Cette vie chaotique a nourri une carrière entamée à la fin des années 90 via son cousin Young Bleed, et sous le parrainage de C-Loc. Tous deux appartiennent alors à Concentration Camp (oui, "camp de concentration", dont l'album de référence est Da Halocaust : on n'a jamais eu peur de rien dans le grand Sud), un groupe que Boosie rejoint autour de l'an 2000, à pas même 18 ans, l'année de son premier album solo.

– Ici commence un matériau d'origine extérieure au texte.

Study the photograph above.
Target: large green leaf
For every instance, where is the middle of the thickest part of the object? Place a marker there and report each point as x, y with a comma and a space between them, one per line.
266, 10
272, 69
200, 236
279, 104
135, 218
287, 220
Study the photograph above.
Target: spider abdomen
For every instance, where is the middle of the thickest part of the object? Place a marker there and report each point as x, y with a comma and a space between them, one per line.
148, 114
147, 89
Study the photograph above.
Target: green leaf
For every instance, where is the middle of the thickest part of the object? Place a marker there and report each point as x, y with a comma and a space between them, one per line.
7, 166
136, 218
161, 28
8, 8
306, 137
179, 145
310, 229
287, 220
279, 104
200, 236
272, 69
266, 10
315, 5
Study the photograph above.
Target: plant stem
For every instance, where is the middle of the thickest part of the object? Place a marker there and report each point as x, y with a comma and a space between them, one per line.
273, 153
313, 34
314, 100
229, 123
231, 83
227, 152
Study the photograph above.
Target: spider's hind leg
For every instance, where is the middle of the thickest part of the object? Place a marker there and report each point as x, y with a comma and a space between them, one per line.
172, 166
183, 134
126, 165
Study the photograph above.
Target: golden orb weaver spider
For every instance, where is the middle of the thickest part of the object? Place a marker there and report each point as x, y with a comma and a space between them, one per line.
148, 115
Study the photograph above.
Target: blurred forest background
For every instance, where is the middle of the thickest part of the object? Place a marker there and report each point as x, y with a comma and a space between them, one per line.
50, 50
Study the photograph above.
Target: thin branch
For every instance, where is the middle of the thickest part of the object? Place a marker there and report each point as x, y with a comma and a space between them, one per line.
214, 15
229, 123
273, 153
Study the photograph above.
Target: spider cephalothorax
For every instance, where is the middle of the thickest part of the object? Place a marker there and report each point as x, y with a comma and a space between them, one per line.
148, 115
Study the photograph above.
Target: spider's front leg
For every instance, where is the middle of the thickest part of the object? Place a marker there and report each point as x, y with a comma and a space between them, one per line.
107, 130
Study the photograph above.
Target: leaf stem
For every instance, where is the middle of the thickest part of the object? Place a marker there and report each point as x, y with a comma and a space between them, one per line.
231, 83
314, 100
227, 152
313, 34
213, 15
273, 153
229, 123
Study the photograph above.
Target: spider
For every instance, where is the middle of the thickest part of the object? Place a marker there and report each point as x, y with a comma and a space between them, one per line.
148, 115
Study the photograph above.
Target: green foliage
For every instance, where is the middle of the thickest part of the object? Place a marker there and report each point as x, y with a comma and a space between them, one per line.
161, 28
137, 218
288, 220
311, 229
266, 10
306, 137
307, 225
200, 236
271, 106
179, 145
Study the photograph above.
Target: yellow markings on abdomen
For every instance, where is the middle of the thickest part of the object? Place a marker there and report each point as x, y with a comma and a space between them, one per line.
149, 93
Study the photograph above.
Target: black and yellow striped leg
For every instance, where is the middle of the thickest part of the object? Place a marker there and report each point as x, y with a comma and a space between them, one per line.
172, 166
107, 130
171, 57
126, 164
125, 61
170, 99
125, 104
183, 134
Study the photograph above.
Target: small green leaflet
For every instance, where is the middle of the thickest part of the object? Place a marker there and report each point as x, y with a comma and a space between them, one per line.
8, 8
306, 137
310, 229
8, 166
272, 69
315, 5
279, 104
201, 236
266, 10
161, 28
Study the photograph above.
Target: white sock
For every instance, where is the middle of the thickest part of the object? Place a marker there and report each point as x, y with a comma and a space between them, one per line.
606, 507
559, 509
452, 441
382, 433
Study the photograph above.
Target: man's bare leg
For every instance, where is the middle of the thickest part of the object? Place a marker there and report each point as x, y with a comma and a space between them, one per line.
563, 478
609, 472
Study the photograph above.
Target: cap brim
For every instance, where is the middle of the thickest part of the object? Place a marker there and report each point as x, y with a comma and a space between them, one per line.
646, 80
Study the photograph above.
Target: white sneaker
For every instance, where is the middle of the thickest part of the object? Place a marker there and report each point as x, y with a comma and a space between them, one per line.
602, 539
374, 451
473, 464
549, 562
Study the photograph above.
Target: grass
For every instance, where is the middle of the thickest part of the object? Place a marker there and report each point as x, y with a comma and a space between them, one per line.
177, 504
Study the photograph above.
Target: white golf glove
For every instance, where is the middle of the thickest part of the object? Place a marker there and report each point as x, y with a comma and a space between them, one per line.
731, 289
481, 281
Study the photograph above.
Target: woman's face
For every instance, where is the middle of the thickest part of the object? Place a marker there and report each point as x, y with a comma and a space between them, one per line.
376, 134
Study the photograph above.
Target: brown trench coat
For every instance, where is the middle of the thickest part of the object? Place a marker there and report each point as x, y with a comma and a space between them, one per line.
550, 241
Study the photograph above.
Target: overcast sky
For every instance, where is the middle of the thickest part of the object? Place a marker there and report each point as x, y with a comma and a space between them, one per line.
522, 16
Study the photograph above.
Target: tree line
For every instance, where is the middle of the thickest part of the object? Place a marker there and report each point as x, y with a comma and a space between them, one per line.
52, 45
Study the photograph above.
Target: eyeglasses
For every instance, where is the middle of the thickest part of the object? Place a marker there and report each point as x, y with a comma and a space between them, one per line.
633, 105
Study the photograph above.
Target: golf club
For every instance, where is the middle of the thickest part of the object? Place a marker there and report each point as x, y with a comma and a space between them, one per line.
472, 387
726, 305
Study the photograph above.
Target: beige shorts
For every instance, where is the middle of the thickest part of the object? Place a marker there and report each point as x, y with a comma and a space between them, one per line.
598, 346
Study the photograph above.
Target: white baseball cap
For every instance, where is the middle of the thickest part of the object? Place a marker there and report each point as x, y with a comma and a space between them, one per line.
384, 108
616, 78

Son parcours se poursuit sous la protection de Pimp C, qui l'accueille au sein de Trill Entertainment et le désigne avec Webbie (les deux rappeurs sortent deux albums ensemble), comme l'héritier de UGK. A partir de ce moment, la carrière de Boosie est lancée, et il devient le rappeur emblématique de Baton Rouge, un statut qu'il entretient par ses albums, par une intense activité sur scène, ainsi que par de nombreuses mixtapes sorties avant comme après la prison.
Apparue en 2006, la même année que son premier album en major, Bad Azz (les deux ont plusieurs morceaux en commun), Streetz Is Mine est sa contribution à la série des Gangsta Grillz de DJ Drama, et elle dévoile un rappeur sûr de son art. Dominée comme jamais par sa voix nasillarde et aigrelette, et par des sonorités sautillantes héritées de la musique bounce, cette mixtape part dans trois directions.
D'abord, le délire égotique, exploré d'entrée avec "Streetz Iz Mine", en toute fin avec le mordant et le grand "Set It Off", et sur ce "What About Me" où Lil Boosie cherche sa place dans le panthéon du rap. Ensuite, les femmes, qui le font tourner en bourrique ("Beat It Up"), qui l'attendent aux quatre coins des Etats-Unis ("Distant Lover"), qu'il emmène faire le tour du monde ("Sexy Lady"), et qui l'excitent quand elles se livrent à des ébats lesbiens ("They Dykin'", sur l'instrumental du "Trap Star" de Young Jeezy). Et puis aussi, le rap social, avec des piques contre la police ou l'administration Bush ("I'm Mad") et des reportages sur la cruauté du ghetto, comme le superbe "You Don't Know My Struggle".
Le titre de la mixtape dit la vérité. En 2006, grâce à son mélange d'entrain, d'humour, de faim et de colère, les rues de Baton Rouge appartiennent à Lil Boosie. Il ne cessera jamais d'en être le roi. Et ses cinq années passées au Louisiana State Penitentiary, pendant lesquelles "Free Boosie" deviendra un mot d'ordre dans le milieu rap, n'affecteront pas ce statut.